The Vincent Graves Greene Philatelic Research Foundation is based in Ontario, Canada.

History 
The Foundation was formed in 1975 through a series of gifts from the renowned Canadian philatelist, Vincent Graves Greene.

Legal status 
The Foundation is incorporated and registered as a charitable organization for Canadian tax purposes.

Governance 
The Foundation is overseen by a Board of Directors. Since 2006 the Honorary Chairman of the Board has been the philatelist Kenneth Rowe.

Purpose of the foundation 
The Foundation website states that:

The primary purpose of the Foundation is to encourage and promote research in the fields of philately and postal history. To carry out this purpose the Foundation is empowered to raise and distribute funds, to enter into arrangements with various authorities and to employ staff as necessary to attain its objectives.

Five main functions of the foundation

1) The establishment and maintenance of a comprehensive library for research and study purposes.

2) The provision of expertization service for the validation of Canadian philatelic and postal history items.

3) To conduct or support lecture programmes or courses of study designed to improve and expand the knowledge of Canadian philatelists and postal historians.

4) To encourage, participate and organize philatelic and postal history exhibitions, competitions and displays.
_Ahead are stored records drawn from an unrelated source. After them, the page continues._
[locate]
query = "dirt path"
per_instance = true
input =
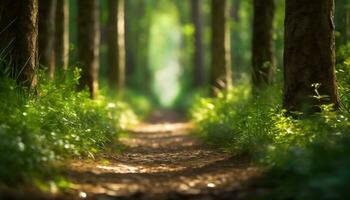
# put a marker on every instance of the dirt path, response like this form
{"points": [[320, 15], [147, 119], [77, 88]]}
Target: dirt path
{"points": [[163, 161]]}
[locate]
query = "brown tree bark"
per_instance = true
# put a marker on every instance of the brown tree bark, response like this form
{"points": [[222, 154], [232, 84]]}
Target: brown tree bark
{"points": [[18, 43], [342, 21], [263, 60], [221, 76], [197, 18], [116, 45], [47, 19], [138, 24], [89, 44], [309, 55], [62, 34]]}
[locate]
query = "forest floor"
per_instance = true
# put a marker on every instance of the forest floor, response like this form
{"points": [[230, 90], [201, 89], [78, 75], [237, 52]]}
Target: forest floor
{"points": [[163, 160]]}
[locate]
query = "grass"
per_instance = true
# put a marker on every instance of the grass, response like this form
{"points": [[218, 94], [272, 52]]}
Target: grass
{"points": [[59, 123], [307, 156]]}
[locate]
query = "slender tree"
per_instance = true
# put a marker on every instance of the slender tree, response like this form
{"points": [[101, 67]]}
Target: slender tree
{"points": [[263, 49], [116, 45], [89, 44], [62, 34], [309, 55], [221, 57], [47, 15], [18, 43], [197, 18], [236, 37]]}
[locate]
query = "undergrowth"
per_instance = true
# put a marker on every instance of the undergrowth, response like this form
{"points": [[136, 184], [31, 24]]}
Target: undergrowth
{"points": [[307, 156], [58, 123]]}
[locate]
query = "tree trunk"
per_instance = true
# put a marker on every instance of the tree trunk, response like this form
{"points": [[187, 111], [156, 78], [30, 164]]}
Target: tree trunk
{"points": [[197, 18], [18, 43], [89, 44], [62, 34], [309, 55], [116, 45], [221, 56], [263, 60], [342, 21], [138, 23], [47, 15]]}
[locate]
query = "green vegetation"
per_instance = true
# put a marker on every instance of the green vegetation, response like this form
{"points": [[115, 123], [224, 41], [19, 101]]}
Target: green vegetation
{"points": [[307, 156], [55, 125]]}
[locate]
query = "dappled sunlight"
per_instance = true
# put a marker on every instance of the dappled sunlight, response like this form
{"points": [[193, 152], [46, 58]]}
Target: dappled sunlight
{"points": [[165, 40], [162, 158]]}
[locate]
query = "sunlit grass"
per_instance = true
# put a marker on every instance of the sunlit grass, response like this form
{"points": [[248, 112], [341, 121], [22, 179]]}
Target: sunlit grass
{"points": [[165, 48]]}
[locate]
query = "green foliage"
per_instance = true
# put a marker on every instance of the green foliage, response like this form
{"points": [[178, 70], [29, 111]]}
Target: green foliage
{"points": [[307, 155], [58, 123]]}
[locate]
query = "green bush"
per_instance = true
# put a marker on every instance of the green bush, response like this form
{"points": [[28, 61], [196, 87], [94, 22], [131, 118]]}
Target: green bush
{"points": [[58, 123]]}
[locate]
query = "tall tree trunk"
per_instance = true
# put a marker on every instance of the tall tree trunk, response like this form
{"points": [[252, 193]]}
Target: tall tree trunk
{"points": [[236, 38], [62, 34], [89, 44], [116, 45], [197, 18], [309, 55], [18, 43], [221, 56], [342, 21], [138, 23], [47, 15], [263, 60]]}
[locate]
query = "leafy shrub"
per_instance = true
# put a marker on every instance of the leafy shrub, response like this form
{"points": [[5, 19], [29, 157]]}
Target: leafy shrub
{"points": [[58, 123]]}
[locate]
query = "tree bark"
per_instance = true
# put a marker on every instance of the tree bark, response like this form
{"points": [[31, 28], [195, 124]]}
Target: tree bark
{"points": [[89, 44], [47, 15], [62, 34], [309, 55], [116, 45], [197, 18], [263, 60], [19, 39], [221, 76]]}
5) To underwrite and publish philatelic and postal history research work in various formats.

Publications 
The Foundation is an active publisher of works relating to Canadian philately.

Expertisation 
The Foundation provides an expertisation service for philatelic items from British North America and since 1976 has issued over 18500 expert opinions. The Foundation is a member of the Association of International Philatelic Experts (AIEP).

Library 
The Foundation library is named The Harry Sutherland Philatelic Library.